No Republicans have announced their support for the deal. “If Iran is to acquire a nuclear bomb, it will not have my name on it”, Mr. Menendez said in an advance copy of his speech.
The agreement would require Iran to dismantle most of its nuclear program for at least a decade in exchange for billions of dollars in relief from worldwide sanctions.
Obama has pledged to veto such a resolution of disapproval, so the question has turned to whether Congress could muster the votes to override him, in what would be a stinging, bipartisan vote of no-confidence against the president.
Khamenei, the country’s highest authority, said in a statement quoted on his website that Tehran would block any US attempt to influence Iran despite the reaching of the historic deal.
“These new facts only underscore the unsafe concessions the administration made to Iran in their desperate push to cut a deal at any cost”, Scalise said.
“If the United States does not follow through with this multilateral agreement, it would not only damage our nation’s global leadership, but result in a much more nuclear-capable Iran free to proceed as they wish without the thorough oversight this agreement allows”, he warned.
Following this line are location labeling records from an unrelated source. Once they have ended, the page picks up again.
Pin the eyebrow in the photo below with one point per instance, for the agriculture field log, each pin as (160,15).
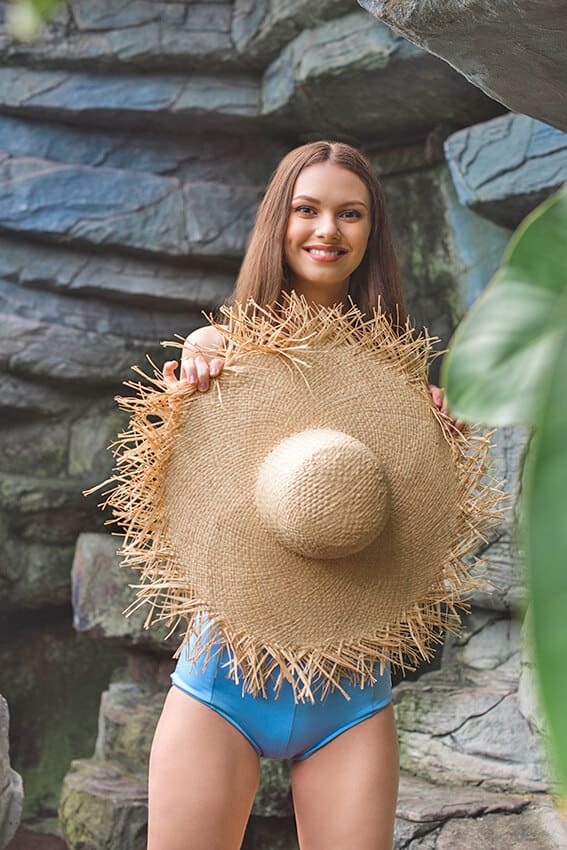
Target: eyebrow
(316,201)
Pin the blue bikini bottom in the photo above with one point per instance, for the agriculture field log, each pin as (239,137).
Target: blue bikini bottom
(279,728)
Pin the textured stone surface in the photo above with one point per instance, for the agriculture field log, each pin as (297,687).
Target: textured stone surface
(504,167)
(11,787)
(103,808)
(468,729)
(500,554)
(261,28)
(534,829)
(40,350)
(114,207)
(273,795)
(487,641)
(438,242)
(53,687)
(131,34)
(494,45)
(101,593)
(147,283)
(226,102)
(209,157)
(326,74)
(127,720)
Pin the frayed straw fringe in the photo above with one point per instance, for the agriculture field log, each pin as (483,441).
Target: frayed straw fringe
(136,498)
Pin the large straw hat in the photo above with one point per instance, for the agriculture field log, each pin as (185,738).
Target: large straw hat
(310,504)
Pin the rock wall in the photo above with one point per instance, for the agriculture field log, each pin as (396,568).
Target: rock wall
(515,52)
(135,142)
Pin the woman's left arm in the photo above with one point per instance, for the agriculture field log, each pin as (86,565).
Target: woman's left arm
(438,396)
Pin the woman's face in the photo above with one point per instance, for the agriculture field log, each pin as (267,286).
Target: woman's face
(327,231)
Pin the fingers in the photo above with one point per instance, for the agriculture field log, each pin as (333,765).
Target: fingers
(438,396)
(195,371)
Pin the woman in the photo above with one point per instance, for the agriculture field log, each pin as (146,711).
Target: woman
(323,231)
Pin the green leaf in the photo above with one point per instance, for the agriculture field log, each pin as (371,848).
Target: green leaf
(26,18)
(495,369)
(544,522)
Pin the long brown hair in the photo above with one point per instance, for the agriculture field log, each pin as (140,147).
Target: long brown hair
(262,273)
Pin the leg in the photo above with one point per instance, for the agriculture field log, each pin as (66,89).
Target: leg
(202,780)
(345,793)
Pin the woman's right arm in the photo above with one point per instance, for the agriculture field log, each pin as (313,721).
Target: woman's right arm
(202,359)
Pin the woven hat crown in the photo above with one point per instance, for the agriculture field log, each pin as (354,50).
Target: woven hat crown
(322,494)
(320,523)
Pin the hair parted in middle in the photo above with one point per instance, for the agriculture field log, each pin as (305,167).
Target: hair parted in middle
(262,275)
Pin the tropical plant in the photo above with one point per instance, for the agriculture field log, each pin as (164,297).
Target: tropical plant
(506,365)
(26,18)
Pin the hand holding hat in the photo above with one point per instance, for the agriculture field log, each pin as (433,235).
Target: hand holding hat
(320,523)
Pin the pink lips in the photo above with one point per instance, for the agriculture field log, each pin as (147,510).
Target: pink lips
(330,258)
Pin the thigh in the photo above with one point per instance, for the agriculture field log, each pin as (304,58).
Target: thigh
(203,776)
(345,794)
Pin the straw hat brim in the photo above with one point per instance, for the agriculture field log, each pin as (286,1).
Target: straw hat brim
(192,527)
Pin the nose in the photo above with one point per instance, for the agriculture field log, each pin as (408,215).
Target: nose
(327,227)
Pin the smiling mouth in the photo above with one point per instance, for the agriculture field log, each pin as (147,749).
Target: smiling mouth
(325,252)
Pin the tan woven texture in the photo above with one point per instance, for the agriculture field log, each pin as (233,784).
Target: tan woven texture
(310,504)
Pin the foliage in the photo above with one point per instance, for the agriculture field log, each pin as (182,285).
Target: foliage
(26,18)
(507,364)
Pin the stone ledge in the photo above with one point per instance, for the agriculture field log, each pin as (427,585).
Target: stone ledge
(117,208)
(505,167)
(164,102)
(102,591)
(465,725)
(489,42)
(328,76)
(142,283)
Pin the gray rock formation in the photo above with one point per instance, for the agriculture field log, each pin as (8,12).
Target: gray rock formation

There is one notable defection so far – New York’s Chuck Schumer, the No. 3 Democrat in the Senate and the party leader-in-waiting.
Above all else, Menendez outlined what Obama and Secretary of State John Kerry repeatedly claim the deal’s critics lack: a credible alternative and “a pathway to a better deal”.
Obama has the option to veto any resolution the Republican-led Congress passes to temporarily halt a move forward on the Iran deal. Menendez is a Democrat who nearly without exception supports the administration, and who voted against the Iraq war.
But elsewhere in the Senate Democratic caucus, members have been lining up to offer their support for the deal. Opponents of the deal would need 67 votes to override a presidential veto of legislation voiding the pact. Jeff Flake (R-Ariz.), who had been heavily lobbied by the White House, announced he would oppose the deal, and Sen.
The administration has warned that rejecting the deal would cause the rest of the world to back away from supporting US sanctions on Iran, leaving the US less influential and Iran emboldened. He noted that he voted against President George W. Bush’s military campaign even as Hillary Clinton and Joe Biden voted for it. Menendez emphasized that he’s been a reliable supporter of Obama, voting with the president 98 percent of the time, a rate of support the senator joked his own grandmother didn’t receive.